At the end of a short primary challenge, Unz got 34 percent of the vote, a credible showing. But he left a raft of disappointed allies in the campaign’s wake. His campaign strategist, Arnold Steinberg, acknowledges that the campaign ”collapsed after about three weeks,“ largely because there was no money to keep television advertisements on the air. According to others active in the campaign, few if any of the staff members who worked on that first campaign still support Unz, because he didn‘t know how to build good working relationships.

In any case, the post-election situation in 1994 was deeply depressing for Unz. ”Proposition 187 won in a landslide and Pete Wilson won in a landslide, and immigration became the really hot-button national issue,“ Unz recalls. ”That was the primary reason I’d run against Wilson, and for all my effort -- or perhaps because of my effort -- suddenly immigration seemed to be moving in the opposite direction.“ Depleted both psychologically and financially, Unz went back to work in his business, writing new software code, and he stayed involved only tangentially in politics by cooperating with a network of pro-immigrant activists to oppose new restrictions proposed on immigration by the Clinton administration and the Republican-controlled Congress.

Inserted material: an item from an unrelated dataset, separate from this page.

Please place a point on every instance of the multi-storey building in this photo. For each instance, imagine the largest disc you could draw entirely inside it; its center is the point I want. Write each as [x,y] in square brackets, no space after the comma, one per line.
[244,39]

Unz‘s re-entry into politics came a year and a half later, in 1996, when he seized on the highly publicized boycott by parents of students at Ninth Street Elementary School over bilingual programs in the school. He proceeded to draft and campaign for a ban on traditional bilingual programs in California schools. To mount the campaign, Unz executed another one of his ”diagonals.“ He allied himself not with the already existing anti-immigrant English advocates, but with a left-wing Episcopal priest, Alice Callaghan, who runs social-services programs for garment workers and their children in Los Angeles.